The secretariat had commissioned Find the Flag, produced and written by Michael Bennett, et al, as the Jamaica 50 song and had been working on a music video. Absolutely no funds were spent by the Government to produce this song.
In December, journalists were updated on the full programme of activities in Jamaica, the United States, Canada, the United Kingdom and South Africa. We also established a website, a Facebook page and a Twitter handle to maintain two-way communication about the developments. The JIS also dedicated an entire section of its website to Jamaica 50 activities.
The new administration, including Culture Minister Lisa Hanna, has continued with some elements of the programme, tweaked others, and eliminated some.
BEGINNINGS OF CONTROVERSY
The programme became controversial when Minister Hanna gave a false statement which suggested that the limited funds already allocated for the event were used up carelessly, and that we had irresponsibly created an unviable, expensive programme.
The project director and administrative director were both fired with immediate effect, and the members of the national planning committee and sector committees were asked to resign.

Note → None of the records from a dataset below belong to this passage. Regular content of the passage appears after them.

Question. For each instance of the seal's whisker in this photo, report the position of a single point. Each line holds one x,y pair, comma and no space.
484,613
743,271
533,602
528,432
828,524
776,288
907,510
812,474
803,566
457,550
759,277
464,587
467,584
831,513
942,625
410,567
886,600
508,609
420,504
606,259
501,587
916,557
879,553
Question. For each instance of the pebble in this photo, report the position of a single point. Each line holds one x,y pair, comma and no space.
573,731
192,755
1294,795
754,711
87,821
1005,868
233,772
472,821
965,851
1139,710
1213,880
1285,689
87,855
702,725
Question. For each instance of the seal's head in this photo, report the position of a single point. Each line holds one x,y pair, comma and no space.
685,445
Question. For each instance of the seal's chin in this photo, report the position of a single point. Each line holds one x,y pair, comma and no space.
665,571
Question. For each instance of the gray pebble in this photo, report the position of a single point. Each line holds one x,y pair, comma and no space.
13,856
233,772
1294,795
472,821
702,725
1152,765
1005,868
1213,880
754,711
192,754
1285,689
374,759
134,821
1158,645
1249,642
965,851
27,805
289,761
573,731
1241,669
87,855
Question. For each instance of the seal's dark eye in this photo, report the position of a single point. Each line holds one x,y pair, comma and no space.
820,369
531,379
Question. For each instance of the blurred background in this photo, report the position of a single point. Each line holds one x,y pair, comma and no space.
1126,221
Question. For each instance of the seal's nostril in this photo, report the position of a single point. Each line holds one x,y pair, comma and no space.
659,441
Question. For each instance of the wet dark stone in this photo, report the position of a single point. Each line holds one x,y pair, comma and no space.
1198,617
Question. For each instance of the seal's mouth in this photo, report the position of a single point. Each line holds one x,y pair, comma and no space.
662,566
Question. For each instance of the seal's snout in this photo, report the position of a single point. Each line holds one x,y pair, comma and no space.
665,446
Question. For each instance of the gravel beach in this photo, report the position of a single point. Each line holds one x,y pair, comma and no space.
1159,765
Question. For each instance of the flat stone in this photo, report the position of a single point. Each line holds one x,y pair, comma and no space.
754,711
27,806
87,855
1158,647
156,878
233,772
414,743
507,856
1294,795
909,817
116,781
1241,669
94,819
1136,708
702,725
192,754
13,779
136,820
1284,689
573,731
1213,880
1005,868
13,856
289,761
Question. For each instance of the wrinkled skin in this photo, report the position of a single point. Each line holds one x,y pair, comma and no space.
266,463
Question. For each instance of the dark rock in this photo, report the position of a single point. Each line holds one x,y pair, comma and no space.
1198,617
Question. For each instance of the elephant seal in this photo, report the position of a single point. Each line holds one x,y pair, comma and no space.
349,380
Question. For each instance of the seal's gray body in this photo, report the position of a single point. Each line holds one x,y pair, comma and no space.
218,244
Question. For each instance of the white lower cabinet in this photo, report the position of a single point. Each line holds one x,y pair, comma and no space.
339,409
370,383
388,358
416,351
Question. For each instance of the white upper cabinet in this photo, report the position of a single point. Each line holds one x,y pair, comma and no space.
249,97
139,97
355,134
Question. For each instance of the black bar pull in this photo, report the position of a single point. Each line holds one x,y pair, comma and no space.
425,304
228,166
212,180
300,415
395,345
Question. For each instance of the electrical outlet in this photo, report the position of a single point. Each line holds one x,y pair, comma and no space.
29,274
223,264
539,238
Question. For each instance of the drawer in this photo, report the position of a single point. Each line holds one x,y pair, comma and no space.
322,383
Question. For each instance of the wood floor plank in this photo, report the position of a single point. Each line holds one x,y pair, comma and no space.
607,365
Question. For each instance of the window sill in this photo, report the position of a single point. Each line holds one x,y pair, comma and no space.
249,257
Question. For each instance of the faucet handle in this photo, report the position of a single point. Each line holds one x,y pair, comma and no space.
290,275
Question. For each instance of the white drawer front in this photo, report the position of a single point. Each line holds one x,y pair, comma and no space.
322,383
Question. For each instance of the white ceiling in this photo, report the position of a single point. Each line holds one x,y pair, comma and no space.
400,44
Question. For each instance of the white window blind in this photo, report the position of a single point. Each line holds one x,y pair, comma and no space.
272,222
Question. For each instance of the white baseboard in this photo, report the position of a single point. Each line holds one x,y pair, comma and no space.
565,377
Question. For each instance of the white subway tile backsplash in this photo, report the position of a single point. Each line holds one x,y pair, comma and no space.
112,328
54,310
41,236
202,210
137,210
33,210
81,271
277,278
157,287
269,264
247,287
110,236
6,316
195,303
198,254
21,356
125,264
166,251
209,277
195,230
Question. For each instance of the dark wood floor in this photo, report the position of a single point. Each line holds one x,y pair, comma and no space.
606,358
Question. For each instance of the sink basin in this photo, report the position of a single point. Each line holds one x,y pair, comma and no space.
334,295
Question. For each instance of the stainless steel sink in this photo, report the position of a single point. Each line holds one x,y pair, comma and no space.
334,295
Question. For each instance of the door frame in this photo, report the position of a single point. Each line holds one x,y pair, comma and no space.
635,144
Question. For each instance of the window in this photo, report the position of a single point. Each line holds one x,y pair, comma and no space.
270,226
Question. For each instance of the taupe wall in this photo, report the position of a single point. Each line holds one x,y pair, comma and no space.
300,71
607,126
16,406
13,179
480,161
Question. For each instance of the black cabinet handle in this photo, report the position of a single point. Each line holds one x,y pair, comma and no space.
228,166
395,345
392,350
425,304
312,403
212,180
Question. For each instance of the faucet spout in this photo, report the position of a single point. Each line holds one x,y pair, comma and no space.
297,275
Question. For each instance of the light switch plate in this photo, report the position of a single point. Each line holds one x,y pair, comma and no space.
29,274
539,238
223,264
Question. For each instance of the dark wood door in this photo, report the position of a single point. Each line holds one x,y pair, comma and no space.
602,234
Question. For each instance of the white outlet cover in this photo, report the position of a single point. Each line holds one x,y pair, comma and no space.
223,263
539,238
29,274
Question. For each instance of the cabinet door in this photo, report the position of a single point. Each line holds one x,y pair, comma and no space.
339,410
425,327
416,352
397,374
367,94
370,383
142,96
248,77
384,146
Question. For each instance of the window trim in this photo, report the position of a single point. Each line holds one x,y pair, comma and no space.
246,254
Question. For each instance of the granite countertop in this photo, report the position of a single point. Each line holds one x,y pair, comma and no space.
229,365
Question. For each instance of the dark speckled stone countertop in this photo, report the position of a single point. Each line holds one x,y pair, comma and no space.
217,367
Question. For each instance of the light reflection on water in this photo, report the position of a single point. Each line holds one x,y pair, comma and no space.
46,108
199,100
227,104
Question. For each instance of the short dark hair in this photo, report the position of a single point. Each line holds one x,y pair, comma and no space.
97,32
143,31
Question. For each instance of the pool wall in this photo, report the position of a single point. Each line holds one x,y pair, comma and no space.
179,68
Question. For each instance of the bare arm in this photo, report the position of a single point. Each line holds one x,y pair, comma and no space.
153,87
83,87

A false impression was that the previous administration had proposed to spend in excess of $2 billion of taxpayers' money to put on street parades and parties. The minister and the secretariat decided to throw out a theme song, which was donated free of charge, and then paid close to $2 million for a new song, which did not have the spirit and flavour of the first.
The situation was very badly handled by Ms Hanna from the very beginning.
Some five months after taking office, the minister invited me to meet with her on May 29. A joint draft statement was prepared and sent to me for approval. I suggested changes and sent it back. To date, there has been no further communication with me. The joint statement has not been officially released.
I make a special appeal to all Jamaicans, at home and abroad, let us unite during this critical milestone in our history. Let's put aside everything that threatens to divide us.